CommonHealth's research is paradigmatic of pharmaceutical industry science: talk a big game, but ensure that there's enough ambiguity so that the really meaningful results are hidden. This is exactly what we get in direct-to-consumer (DTC) advertising. Ads for Pfizer's Lipitor, for example, claim that the drug reduces the risk of heart attacks by 36 percent because studies show that two patients out of every hundred on the drug get heart attacks, versus three out of every hundred on placebos (which is a difference of one patient, or about one-third of the heart attacks that would have happened without Lipitor). This data obscure the fact that the drug only helps one out of every one hundred people who take it.
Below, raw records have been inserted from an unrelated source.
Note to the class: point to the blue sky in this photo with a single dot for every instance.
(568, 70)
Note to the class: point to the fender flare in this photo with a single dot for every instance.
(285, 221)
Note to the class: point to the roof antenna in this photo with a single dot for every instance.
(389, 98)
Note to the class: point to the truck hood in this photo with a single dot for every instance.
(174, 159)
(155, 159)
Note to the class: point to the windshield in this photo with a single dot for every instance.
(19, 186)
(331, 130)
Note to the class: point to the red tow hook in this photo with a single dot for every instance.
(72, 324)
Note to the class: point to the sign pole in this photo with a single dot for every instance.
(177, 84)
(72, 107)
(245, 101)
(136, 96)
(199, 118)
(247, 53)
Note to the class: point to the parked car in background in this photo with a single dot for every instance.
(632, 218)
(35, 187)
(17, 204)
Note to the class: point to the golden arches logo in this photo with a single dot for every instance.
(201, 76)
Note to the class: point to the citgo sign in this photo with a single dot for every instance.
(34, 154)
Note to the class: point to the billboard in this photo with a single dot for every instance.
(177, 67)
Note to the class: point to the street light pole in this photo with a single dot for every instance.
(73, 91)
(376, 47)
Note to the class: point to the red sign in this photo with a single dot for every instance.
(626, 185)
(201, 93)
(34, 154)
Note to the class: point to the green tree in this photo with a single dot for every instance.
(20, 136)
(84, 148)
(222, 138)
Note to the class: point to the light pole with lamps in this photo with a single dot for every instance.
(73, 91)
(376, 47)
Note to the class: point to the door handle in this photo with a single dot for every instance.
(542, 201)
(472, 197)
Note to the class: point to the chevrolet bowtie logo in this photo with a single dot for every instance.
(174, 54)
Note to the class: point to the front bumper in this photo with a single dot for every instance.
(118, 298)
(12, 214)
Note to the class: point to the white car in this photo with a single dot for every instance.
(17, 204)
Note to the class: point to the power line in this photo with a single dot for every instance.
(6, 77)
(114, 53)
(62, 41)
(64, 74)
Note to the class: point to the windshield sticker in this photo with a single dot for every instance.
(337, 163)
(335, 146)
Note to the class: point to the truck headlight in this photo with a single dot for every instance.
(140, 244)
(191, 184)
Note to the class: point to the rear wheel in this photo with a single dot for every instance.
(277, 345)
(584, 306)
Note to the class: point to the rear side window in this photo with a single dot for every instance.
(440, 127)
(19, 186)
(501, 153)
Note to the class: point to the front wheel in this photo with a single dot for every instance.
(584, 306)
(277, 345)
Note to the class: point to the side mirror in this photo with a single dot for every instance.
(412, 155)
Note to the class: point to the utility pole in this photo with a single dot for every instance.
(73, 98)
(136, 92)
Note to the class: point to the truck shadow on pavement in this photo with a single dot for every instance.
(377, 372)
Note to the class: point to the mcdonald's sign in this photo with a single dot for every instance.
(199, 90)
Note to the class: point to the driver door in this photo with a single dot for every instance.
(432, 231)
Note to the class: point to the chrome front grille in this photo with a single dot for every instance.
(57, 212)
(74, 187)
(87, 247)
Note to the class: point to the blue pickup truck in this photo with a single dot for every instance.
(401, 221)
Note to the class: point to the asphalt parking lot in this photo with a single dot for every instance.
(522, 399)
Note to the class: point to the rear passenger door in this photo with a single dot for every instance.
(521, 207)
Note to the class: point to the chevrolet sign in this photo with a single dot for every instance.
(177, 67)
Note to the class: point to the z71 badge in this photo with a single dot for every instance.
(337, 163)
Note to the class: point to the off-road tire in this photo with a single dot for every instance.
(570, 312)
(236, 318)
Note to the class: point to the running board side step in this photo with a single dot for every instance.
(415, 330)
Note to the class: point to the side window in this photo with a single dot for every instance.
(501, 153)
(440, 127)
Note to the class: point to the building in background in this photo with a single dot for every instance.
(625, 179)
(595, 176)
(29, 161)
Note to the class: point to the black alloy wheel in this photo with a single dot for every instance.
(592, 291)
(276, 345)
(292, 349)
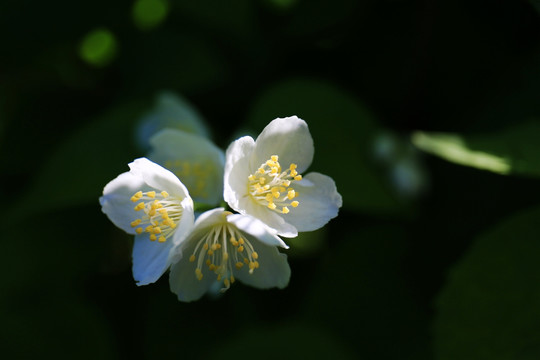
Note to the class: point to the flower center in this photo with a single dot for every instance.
(270, 186)
(221, 249)
(160, 213)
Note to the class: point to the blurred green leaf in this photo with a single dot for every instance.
(343, 131)
(307, 243)
(148, 14)
(362, 282)
(490, 307)
(43, 322)
(98, 47)
(77, 171)
(514, 150)
(288, 340)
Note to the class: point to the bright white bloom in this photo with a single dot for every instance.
(263, 179)
(152, 204)
(225, 247)
(173, 112)
(196, 161)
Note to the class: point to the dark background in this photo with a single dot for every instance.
(442, 264)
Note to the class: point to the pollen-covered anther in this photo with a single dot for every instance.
(159, 214)
(271, 187)
(212, 250)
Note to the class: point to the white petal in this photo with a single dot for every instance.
(116, 200)
(273, 271)
(158, 177)
(319, 202)
(197, 162)
(257, 229)
(183, 228)
(182, 279)
(150, 259)
(237, 170)
(289, 138)
(247, 206)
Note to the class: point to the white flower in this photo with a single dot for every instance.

But there's something particularly bald-faced about claiming that marketers can feed doctors a script for the benefit of all involved. As John Mack, publisher of the Pharma Marketing Newsletter, points out on his blog, "Although the research is billed as a way that pharmaceutical companies can help improve physician-patient communications by helping physicians and patients 'speak the same language,' it obviously may be more useful to CommonHealth's pharma clients, who can 'demonstrate value to physicians beyond just the benefit of the brand, potentially creating an unexpected, yet mutually beneficial relationship.' i.e., sell more drugs.